Square packing

Square packing is a packing problem where the objective is to determine how many congruent squares can be packed into some larger shape, often a square or circle.

Square packing in a square

Square packing in a square is the problem of determining the maximum number of unit squares (squares of side length one) that can be packed inside a larger square of side length ${\displaystyle a}$. If ${\displaystyle a}$ is an integer, the answer is ${\displaystyle a^{2},}$ but the precise – or even asymptotic – amount of unfilled space for an arbitrary non-integer ${\displaystyle a}$ is an open question. ^[1]
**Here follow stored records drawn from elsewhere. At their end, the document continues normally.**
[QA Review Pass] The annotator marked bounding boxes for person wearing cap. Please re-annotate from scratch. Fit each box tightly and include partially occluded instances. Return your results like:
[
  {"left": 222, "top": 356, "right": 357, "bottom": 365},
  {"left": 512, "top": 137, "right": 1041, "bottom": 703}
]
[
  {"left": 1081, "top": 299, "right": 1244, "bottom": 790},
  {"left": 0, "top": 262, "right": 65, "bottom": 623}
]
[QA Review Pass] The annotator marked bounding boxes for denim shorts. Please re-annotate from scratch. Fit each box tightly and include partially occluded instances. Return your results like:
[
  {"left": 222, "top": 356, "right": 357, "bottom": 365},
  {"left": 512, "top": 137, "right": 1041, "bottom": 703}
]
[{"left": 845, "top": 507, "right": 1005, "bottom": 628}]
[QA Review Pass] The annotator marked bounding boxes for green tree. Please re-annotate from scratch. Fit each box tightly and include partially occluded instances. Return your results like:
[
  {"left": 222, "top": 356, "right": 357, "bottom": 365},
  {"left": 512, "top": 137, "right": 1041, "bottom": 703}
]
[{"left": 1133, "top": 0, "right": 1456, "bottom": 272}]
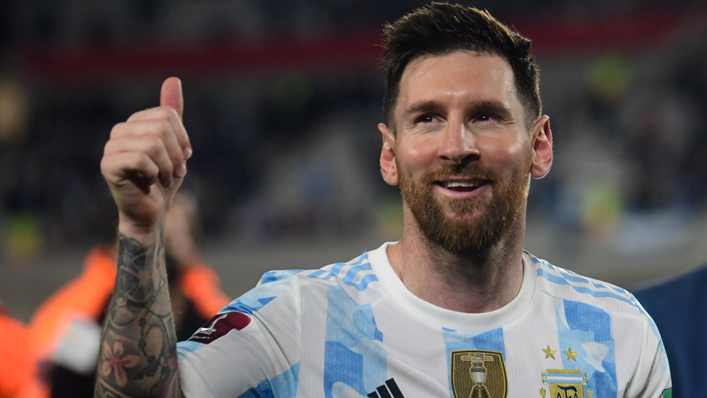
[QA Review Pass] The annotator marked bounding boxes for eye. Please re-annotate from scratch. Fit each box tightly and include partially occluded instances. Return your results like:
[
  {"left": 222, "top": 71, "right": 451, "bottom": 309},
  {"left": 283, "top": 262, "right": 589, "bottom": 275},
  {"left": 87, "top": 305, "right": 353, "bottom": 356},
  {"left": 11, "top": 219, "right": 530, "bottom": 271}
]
[
  {"left": 415, "top": 115, "right": 435, "bottom": 123},
  {"left": 474, "top": 113, "right": 497, "bottom": 122}
]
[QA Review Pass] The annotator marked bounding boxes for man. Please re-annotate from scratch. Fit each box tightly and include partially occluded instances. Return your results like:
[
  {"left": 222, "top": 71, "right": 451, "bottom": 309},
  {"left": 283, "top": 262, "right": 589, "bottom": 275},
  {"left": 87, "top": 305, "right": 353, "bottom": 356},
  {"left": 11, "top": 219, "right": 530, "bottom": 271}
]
[
  {"left": 96, "top": 3, "right": 671, "bottom": 398},
  {"left": 28, "top": 192, "right": 229, "bottom": 398},
  {"left": 0, "top": 300, "right": 36, "bottom": 398}
]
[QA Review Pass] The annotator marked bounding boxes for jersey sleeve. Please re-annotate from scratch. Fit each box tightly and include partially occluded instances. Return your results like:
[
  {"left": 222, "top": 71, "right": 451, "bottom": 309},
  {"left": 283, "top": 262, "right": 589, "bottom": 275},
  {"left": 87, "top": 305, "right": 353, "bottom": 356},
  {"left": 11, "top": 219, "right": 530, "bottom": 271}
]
[
  {"left": 627, "top": 298, "right": 673, "bottom": 398},
  {"left": 177, "top": 271, "right": 301, "bottom": 398}
]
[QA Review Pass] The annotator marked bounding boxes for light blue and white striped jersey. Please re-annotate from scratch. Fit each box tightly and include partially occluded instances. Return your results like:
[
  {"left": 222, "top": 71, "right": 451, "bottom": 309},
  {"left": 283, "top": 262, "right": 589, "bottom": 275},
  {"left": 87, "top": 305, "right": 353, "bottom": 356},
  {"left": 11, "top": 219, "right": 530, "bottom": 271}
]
[{"left": 178, "top": 243, "right": 671, "bottom": 398}]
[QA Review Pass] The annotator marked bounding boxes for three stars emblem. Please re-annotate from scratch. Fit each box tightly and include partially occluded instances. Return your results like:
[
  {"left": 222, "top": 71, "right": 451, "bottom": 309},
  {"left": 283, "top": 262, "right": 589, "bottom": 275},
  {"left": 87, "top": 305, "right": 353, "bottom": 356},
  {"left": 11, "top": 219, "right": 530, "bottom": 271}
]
[
  {"left": 543, "top": 345, "right": 557, "bottom": 359},
  {"left": 563, "top": 347, "right": 577, "bottom": 362}
]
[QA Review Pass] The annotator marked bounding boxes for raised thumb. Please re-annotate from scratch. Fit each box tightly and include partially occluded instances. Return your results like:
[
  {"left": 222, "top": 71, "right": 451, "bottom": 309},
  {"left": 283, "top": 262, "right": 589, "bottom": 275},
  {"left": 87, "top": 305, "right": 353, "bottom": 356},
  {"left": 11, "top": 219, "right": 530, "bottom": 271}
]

5 unit squares in a square of side length ${\displaystyle 2+1/{\sqrt {2}}\approx 2.707}$

10 unit squares in a square of side length ${\displaystyle 3+1/{\sqrt {2}}\approx 3.707}$

11 unit squares in a square of side length ${\displaystyle a\approx 3.877084}$

The smallest value of ${\displaystyle a}$ that allows the packing of ${\displaystyle n}$ unit squares is known when ${\displaystyle n}$ is a perfect square (in which case it is ${\displaystyle {\sqrt {n}}}$), as well as for ${\displaystyle n={}}$2, 3, 5, 6, 7, 8, 10, 13, 14, 15, 24, 34, 35, 46, 47, and 48. For most of these numbers (with the exceptions only of 5 and 10), the packing is the natural one with axis-aligned squares, and ${\displaystyle a}$ is ${\displaystyle \lceil {\sqrt {n}}\,\rceil }$, where ${\displaystyle \lceil \,\ \rceil }$ is the ceiling (round up) function. ^{[2] [3]} The figure shows the optimal packings for 5 and 10 squares, the two smallest numbers of squares for which the optimal packing involves tilted squares. ^{[4] [5]}

The smallest unresolved case is ${\displaystyle n=11}$. It is known that 11 unit squares cannot be packed in a square of side length less than ${\displaystyle \textstyle 2+2{\sqrt {4/5}}\approx 3.789}$. By contrast, the tightest known packing of 11 squares is inside a square of side length approximately 3.877084 found by Walter Trump. ^{[4] [6]}

The smallest case where the best known packing involves squares at three different angles is ${\displaystyle n=17}$. It was discovered in 1998 by John Bidwell, an undergraduate student at the University of Hawaiʻi, and has side length ${\displaystyle a\approx 4.6756}$. ^[4]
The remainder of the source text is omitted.